Assim foi acontecendo geração após geração até chegar aqui em Porto Real do Colégio (Alagoas). Foi em 1578 que eles desceram e rapidamente retornaram e disseram para o conselho: “Não podemos mais subir nem descer porque a ‘civilizaçãoÂ’ vem aí arrasando com tudo, então vamos ficar aqui mesmo”.

Um tempo depois chegaram os Bandeirantes e os Jesuitas. Eles queriam nos catequizar e nós guerreamos muito. Muitos foram massacrados e os sobreviventes Kariris foram aldeados ao redor de uma capela.

Depois, muitos sobreviventes de outras tribos foram chegando: Karapotô, Akonã… e logo em seguida vieram os Xocó e os Nantu e mais tarde os Xucuru e os Pancararu, assim se formava em COLÉGIO uma multicultura que passou a denominar-se KARIRI-XOCÓ.

Os brancos nos obrigaram a lutar contra os negros nos QUILOMBOS nos últimos anos do século XVII. Daí nosso povo começou a se misturar com negros e com europeus.

Fomos muito usados pelos brancos para acabar rebeliões. Inclusive, nos fizeram lutar contra outras tribos. Lutamos na guerra contra Holanda (1630), contra a Argentina (1825), contra Paraguai (1865).

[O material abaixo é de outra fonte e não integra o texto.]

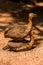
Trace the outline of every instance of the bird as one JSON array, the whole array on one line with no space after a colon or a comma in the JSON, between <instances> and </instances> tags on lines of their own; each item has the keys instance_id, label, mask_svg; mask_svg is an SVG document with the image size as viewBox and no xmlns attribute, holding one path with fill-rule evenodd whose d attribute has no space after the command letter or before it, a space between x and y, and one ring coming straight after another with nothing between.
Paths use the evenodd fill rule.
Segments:
<instances>
[{"instance_id":1,"label":"bird","mask_svg":"<svg viewBox=\"0 0 43 65\"><path fill-rule=\"evenodd\" d=\"M36 17L36 14L29 13L28 24L23 24L21 22L19 24L15 23L12 26L8 26L4 33L4 36L6 38L12 38L13 40L16 41L26 40L28 42L26 43L9 42L9 44L3 48L4 50L10 48L14 51L23 51L32 48L32 46L34 45L34 38L32 37L33 17Z\"/></svg>"}]
</instances>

Por exemplo, o meu avô só porque não quis vender a sua colheita de roça para o superintendente foi colocado na lista para ir na Primeira Guerra Mundial e meu tio chegou a participar da Segunda Guerra Mundial.

Nós índios KARIRI-XOCÓ também participamos da Independência do Brasil, e de todas as fases da história deste país.

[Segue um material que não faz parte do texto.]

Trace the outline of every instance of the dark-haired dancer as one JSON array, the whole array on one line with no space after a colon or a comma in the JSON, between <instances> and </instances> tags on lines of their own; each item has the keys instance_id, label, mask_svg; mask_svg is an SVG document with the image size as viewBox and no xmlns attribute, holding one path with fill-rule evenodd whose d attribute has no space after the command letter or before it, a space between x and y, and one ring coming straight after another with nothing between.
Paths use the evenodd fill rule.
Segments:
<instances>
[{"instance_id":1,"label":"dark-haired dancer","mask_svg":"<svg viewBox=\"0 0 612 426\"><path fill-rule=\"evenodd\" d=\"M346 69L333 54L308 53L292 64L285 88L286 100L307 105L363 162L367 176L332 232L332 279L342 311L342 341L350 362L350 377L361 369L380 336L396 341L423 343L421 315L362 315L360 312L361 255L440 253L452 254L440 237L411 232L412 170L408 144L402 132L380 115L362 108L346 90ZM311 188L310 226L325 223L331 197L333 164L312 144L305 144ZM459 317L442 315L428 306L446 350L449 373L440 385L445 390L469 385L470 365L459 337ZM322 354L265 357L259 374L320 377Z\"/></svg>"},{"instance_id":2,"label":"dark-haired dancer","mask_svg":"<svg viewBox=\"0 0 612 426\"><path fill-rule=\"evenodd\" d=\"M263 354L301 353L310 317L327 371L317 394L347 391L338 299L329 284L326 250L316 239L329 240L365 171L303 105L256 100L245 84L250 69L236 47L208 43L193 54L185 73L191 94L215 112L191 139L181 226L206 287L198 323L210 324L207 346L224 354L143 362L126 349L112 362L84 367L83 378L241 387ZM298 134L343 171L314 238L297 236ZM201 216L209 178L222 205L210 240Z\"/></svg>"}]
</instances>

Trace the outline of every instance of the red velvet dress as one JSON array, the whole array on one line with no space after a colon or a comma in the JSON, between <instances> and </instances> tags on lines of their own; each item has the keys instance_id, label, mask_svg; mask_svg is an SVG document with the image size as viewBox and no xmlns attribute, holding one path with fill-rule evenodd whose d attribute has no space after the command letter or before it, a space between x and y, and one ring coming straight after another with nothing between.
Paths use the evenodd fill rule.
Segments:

Fomos chamados de Índios até 1798, quando foi fundada a Diretoria dos Índios, começando assim os critérios de discriminação. Passaram a nos chamar de Caboclos. Os Jesuítas tinham nos obrigado a morar ao redor da Igreja, mas os colonizadores chegando diziam: “Índios saiam daqui, quem vai morar aqui é a classe alta”. Afastaram-nos da Missão e nos reduziram a morar numa rua estreita.

Em 1873, foram declaradas extintas todas as aldeias de Alagoas – Foram Extintas as Terras mas não os Índios. Não tinha mais aldeia. Morávamos numa rua. Desde Julho de 1876 a rua foi chamada de Rua dos Caboclos até 1944 quando passou a se chamar Rua dos Índios até 1978, ano em que saímos da rua e recuperamos parte de nossas terras. Ocupamos à força a Fazenda Modelo, hoje conhecida como Sementeira. A rua hoje leva o nome de São Vicente.

Então deste processo político, histórico e social temos em Kariri-Xocó uma nova etnia, uma tribo de pessoas que resistem, de guerreiros adaptados que sabem preservar sua sabedoria e também trocar com outras sabedorias.